There’s also a possibility that some of this is to protect Jeff Bezos’s Blue Origin.

The most interesting point is Weichert’s last speculation, also easily the most short-sighted and petty, but typical of how our ideological elites think these days. Sure, it makes sense that Washington wants a Mars colony that’s loyal to the US, and it was probably unwise of Musk to shoot his mouth off about effective independence before he’s gotten there. But there are ways of satisfying everyone.

If DC were judicious and far-sighted, it would realize that as long as there’s a supply line reaching back to Earth, it will have the final say over much of what goes on in a Mars colony, but that at a practical level its direct control will be severely limited. Its best bet would be to do what the British Crown did with Massachusetts when it allowed the General Court to pass any laws that didn’t conflict with British law. Allow Mars to pass any laws that don’t conflict with the US Constitution.

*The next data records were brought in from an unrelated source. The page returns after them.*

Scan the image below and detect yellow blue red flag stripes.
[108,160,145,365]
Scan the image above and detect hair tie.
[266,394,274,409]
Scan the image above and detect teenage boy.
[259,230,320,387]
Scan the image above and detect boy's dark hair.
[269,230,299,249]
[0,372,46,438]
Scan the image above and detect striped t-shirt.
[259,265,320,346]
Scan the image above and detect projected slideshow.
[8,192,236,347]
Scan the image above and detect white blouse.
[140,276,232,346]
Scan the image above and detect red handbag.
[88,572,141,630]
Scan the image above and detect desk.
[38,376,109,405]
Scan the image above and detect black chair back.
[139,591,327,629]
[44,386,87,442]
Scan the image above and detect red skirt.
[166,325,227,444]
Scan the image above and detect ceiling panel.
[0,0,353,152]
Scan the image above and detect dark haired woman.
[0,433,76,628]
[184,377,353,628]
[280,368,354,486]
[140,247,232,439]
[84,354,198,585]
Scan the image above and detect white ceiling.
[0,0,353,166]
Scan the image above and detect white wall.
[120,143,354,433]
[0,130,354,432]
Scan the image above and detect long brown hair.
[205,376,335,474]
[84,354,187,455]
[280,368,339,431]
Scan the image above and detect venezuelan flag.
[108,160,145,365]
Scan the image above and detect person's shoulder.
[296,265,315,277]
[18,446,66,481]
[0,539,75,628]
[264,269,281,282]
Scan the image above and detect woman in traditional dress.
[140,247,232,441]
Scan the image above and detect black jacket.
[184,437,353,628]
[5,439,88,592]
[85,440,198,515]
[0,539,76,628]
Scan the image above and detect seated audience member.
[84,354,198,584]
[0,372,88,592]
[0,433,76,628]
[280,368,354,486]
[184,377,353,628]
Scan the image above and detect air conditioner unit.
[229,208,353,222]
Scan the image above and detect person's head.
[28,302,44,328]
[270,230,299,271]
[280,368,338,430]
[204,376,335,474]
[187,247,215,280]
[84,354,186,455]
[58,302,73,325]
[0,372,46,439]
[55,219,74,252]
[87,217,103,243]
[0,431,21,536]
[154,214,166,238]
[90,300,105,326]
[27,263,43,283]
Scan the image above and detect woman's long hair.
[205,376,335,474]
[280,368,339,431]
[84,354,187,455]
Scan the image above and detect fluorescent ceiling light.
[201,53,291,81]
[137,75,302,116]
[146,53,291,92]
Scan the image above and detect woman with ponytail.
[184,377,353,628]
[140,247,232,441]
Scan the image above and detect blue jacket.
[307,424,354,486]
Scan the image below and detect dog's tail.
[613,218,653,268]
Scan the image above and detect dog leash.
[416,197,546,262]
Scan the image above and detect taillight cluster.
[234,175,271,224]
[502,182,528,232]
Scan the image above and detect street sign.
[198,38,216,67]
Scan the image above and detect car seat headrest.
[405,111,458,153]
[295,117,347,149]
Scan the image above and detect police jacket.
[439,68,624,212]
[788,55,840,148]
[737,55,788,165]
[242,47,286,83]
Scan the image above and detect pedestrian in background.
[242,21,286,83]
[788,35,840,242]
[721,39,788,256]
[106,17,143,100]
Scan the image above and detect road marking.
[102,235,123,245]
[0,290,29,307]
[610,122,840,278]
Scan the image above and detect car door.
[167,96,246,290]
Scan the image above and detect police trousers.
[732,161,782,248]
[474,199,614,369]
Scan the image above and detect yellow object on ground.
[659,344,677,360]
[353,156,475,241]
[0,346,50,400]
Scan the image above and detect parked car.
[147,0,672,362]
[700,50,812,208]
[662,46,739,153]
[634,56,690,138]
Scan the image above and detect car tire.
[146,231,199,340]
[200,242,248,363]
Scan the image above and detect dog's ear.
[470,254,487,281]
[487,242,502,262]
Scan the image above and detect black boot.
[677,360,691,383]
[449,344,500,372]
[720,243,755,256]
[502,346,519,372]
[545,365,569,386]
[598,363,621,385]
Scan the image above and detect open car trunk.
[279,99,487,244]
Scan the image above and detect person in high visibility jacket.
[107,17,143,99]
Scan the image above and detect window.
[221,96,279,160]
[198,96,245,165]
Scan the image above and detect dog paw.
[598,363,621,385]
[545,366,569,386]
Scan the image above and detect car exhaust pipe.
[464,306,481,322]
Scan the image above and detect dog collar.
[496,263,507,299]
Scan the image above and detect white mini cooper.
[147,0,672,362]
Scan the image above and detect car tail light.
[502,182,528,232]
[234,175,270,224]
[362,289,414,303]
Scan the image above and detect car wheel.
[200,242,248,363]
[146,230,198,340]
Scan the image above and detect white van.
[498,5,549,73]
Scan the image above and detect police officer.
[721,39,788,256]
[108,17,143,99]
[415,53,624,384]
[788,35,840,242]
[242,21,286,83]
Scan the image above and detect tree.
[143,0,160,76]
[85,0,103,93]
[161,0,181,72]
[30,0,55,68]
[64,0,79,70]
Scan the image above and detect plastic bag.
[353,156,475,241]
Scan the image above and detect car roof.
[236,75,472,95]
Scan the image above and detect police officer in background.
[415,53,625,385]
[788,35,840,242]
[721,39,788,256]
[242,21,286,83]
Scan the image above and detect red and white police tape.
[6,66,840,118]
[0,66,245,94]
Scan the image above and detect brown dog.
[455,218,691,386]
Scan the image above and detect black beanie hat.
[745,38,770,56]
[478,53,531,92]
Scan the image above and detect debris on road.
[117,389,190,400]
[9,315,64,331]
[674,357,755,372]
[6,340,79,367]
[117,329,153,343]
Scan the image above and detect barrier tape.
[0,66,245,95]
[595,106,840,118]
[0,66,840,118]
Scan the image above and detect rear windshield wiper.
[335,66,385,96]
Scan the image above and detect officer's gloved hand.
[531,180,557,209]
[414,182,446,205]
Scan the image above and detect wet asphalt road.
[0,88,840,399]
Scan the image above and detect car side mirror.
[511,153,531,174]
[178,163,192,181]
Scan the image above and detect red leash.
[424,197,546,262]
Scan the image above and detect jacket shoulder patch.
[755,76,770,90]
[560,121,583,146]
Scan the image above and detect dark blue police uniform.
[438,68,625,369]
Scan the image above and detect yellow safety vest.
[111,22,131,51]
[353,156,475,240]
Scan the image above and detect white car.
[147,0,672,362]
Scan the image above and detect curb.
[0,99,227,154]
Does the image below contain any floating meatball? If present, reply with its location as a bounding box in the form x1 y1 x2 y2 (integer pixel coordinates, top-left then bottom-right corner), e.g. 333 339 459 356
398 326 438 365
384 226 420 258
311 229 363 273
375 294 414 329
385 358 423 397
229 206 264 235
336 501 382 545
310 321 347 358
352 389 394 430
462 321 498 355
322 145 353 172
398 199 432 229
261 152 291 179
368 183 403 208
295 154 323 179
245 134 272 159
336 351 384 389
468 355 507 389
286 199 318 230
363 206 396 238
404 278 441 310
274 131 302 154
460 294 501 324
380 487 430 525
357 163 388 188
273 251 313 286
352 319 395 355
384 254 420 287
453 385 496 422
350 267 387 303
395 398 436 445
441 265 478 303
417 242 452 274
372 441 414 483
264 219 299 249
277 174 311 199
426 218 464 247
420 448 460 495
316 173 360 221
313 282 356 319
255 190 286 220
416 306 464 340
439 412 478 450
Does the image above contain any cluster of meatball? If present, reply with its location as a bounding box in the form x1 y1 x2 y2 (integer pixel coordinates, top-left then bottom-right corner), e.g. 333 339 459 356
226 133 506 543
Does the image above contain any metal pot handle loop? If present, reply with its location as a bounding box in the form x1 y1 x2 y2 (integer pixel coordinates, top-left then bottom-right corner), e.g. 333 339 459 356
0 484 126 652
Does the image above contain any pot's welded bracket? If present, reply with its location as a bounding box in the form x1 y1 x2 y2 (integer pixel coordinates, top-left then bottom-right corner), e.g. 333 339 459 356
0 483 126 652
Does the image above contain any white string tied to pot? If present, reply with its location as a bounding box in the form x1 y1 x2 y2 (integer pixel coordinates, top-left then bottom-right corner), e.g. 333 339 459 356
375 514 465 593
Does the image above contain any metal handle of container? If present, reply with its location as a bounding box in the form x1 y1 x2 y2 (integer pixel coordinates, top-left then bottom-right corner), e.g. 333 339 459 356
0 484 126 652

More prosaically, though no less destructively, every “i” must be dotted, every “t” must be crossed before the program is allowed to proceed, which is why so little actually happens. Compare Israel’s Wuhan coronavirus vaccination program with New York’s. Israel set some basic guidelines, and then allowed flexibility in how they’d be implemented. Governor Cuomo threatened to start prosecuting people for giving vaccines “out of order.” Guess who’s vaccinated more of its people? Regardless of how all this shakes out, I’d rather be having this argument then, when there are actual colonists on the way, than now, when we’re still trying to figure out the engineering.

Musk’s dreams are grand, inspiring, breath-taking.

Too bad they’re being crushed by people who can’t stand actual hope.